Voila tu pourra voir si ton portable est compatible ! 

Tout les ordinateurs sont compatibles Hackintosh, il suffis seulement de savoir comment l'installé


----------



## polyzargone (8 Juillet 2015)

rama.197 a dit:


> Tout les ordinateurs sont compatibles Hackintosh, il suffis seulement de savoir comment l'installé



Euh non… Faut pas exagérer non plus. Tous les ordinateurs ne sont pas compatibles, loin de là. Il y a un minimum de critères à remplir. Tous les processeurs Intel ne fonctionnent pas forcément nativement, toutes les cartes-mères et tous les bios ne permettent pas l'installation et toutes les configurations possibles et imaginables font que c'est loin d'être garantit à 100%. Et peu importe la manière de l'installer, si c'est pas possible, c'est pas possible 

La plupart du temps avec les portables, c'est surtout et principalement la carte graphique qui pose problème. Car contrairement au Wifi, on ne peut pas la changer ou passer par une solution "externe". Mais là, avec une Intel HD 4400, c'est jouable… Faut voir du côté du bios en effet s'il est possible de le paramétrer ou si Toshiba l'a limité au strict minimum.

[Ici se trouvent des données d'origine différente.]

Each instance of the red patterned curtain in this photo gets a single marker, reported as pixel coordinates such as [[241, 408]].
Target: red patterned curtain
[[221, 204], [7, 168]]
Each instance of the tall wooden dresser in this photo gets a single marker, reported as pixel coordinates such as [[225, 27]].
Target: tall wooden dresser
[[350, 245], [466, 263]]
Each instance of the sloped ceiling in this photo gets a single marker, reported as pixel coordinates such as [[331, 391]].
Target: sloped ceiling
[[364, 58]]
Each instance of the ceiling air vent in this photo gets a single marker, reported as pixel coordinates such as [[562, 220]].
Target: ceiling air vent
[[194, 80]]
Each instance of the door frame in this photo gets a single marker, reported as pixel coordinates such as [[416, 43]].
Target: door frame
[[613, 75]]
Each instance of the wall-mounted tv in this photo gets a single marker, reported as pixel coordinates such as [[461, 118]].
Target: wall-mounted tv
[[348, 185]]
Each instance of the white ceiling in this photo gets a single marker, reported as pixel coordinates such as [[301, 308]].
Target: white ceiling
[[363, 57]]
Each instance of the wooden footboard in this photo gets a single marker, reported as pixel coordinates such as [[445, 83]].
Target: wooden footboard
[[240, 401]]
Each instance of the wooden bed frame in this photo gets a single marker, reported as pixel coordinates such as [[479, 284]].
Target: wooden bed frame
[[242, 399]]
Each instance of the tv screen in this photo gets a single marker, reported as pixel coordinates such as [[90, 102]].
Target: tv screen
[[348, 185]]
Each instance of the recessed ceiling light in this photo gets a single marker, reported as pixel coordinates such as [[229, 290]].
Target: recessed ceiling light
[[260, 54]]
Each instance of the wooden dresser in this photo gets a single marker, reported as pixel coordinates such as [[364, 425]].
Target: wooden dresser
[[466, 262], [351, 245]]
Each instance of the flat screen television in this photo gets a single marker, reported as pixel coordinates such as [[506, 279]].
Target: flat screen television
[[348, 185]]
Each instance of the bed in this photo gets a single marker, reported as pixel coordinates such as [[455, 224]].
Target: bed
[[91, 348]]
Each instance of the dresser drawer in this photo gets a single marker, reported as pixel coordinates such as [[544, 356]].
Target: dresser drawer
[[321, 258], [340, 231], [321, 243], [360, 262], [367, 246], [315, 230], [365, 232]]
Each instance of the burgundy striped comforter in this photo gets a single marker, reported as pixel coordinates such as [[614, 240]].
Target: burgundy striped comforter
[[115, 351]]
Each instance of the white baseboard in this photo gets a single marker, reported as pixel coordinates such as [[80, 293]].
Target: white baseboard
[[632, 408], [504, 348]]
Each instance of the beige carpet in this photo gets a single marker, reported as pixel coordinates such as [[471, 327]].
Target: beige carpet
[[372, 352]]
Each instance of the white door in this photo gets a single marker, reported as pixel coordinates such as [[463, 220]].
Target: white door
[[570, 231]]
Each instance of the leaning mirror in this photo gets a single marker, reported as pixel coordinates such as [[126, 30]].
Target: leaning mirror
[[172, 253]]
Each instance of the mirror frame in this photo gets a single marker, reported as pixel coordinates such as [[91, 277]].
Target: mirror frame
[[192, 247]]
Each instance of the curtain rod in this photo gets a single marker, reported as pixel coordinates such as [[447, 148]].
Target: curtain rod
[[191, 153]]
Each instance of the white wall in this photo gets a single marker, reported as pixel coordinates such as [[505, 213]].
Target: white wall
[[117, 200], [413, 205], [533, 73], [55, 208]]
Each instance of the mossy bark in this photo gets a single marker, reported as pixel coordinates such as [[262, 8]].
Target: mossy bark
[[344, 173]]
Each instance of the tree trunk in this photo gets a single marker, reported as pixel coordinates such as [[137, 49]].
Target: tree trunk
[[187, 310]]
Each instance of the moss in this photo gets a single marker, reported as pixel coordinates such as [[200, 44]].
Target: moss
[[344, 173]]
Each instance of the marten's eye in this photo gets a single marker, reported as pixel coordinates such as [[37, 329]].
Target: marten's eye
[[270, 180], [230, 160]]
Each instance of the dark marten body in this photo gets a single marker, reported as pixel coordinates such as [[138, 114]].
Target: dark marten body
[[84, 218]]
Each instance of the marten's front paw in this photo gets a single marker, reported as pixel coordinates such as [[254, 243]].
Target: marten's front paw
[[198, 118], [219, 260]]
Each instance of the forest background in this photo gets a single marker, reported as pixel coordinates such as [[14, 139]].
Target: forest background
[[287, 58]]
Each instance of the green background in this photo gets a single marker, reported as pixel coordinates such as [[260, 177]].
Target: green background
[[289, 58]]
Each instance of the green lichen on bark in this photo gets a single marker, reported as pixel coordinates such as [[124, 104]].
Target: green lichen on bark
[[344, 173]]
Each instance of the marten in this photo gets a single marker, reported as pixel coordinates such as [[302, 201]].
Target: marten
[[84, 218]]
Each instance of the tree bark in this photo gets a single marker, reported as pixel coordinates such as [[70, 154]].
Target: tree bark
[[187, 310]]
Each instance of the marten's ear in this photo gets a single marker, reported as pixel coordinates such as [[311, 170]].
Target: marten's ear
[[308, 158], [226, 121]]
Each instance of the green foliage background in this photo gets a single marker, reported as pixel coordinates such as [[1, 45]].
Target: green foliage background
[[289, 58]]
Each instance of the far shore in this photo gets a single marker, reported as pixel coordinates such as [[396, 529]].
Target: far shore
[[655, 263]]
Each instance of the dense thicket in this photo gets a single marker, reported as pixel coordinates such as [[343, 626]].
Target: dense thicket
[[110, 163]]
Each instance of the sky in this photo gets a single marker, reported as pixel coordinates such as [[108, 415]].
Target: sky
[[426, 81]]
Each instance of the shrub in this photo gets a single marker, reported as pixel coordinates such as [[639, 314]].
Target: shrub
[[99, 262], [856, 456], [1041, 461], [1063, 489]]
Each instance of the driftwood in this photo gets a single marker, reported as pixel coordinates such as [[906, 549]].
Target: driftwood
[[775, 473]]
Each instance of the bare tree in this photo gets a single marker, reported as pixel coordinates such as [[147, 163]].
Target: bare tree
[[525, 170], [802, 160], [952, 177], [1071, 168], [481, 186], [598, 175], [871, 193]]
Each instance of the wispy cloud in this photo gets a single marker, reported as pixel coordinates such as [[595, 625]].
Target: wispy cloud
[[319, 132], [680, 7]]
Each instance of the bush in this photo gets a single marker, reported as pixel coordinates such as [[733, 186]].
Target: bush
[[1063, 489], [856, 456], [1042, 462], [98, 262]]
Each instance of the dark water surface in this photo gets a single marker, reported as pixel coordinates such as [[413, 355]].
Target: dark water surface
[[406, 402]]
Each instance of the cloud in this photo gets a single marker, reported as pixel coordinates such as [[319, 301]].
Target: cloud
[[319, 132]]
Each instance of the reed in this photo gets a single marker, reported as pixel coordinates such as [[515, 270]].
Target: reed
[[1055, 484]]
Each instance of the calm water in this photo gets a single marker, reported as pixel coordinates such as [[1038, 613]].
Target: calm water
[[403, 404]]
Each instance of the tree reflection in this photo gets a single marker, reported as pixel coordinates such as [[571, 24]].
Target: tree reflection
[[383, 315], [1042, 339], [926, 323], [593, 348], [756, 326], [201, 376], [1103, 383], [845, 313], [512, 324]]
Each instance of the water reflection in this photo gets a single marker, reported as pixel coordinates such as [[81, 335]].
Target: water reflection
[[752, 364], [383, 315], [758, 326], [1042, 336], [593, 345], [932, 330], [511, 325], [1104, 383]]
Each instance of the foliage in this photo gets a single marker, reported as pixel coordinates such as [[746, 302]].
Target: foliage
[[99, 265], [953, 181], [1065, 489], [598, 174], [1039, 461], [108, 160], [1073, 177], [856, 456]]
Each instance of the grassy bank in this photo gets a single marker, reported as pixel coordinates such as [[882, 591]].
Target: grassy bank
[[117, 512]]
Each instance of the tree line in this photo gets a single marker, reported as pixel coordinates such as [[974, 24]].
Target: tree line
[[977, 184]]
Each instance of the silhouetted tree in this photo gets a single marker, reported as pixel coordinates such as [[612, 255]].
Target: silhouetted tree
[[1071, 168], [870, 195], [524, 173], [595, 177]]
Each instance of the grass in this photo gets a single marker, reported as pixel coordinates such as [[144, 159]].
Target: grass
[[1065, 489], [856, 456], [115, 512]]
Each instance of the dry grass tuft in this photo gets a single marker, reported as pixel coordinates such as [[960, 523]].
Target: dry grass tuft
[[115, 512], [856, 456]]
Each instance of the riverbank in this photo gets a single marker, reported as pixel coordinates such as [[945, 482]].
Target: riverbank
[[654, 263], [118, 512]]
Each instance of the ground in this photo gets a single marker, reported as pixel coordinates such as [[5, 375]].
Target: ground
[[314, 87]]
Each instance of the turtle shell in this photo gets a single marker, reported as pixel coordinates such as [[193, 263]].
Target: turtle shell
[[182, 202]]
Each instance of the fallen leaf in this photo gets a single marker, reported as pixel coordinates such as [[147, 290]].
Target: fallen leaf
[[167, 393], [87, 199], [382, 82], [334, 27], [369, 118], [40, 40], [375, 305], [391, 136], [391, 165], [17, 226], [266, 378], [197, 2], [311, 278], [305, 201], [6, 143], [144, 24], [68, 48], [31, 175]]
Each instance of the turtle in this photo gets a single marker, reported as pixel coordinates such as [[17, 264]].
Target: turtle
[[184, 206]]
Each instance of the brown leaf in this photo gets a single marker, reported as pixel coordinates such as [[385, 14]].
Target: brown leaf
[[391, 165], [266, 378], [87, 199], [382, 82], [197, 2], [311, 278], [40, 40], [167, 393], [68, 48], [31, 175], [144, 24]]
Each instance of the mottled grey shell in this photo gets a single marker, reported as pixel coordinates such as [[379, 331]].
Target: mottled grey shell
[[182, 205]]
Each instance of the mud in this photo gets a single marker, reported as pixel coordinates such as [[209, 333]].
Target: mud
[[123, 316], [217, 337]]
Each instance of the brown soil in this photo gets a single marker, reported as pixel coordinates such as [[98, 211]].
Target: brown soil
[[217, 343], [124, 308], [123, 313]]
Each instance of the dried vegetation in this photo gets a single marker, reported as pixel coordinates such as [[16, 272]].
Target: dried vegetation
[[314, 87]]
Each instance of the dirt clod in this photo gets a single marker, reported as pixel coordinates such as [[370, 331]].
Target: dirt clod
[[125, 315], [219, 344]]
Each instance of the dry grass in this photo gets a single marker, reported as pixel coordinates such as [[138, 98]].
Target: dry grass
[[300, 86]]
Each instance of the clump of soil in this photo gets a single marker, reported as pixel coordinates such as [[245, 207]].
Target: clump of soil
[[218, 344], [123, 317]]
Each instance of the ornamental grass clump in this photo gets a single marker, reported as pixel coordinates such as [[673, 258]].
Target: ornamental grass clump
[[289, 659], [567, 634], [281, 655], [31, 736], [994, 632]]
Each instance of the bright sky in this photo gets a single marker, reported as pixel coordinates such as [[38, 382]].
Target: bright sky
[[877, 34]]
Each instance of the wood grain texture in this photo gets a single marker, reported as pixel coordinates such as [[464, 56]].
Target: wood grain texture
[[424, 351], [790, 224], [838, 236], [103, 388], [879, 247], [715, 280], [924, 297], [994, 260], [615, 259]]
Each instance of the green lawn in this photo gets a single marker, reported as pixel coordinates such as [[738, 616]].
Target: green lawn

Quant au lien que tu donnes, c'est pour une liste de composants pour OS X 10.11  !!!
Sans parler du fait que cette liste ne comporte que 4 références (2 cartes-mères + 2 cartes graphiques, autant dire que dalle), c'est peut-être un peu prématuré d'espérer faire fonctionner une version en cours de développement qui en plus, n'est pas sensée être dispo pour tout le monde (et même avec la bêta publique, c'est un peu hasardeux ). Il y a suffisamment de problèmes à résoudre avant de se lancer dans le bêta testing sous Hackintosh .

Quitte à lui conseiller une liste (ce qui en soi est discutable car bien des configurations non listées sont par ailleurs parfaitement compatibles), autant lui donner l'adresse du site complet avec les différentes versions d'OS X et les configurations testées.

Mais bon, c'est pas réellement très instructif puisque le site en question n'est pas vraiment maintenu ni MÀJ et que d'autre part, tu peux tout à fait tomber sur une config annoncée comme compatible dans la section Snow Leopard et ne pas la voir dans la section Yosemite alors qu'elle fonctionne aussi sur cette version…


----------



## chmichel (10 Juillet 2015)

*polyzargone *.

Dès que je peux je m'occupe du Bios et je vous tiens au jus


----------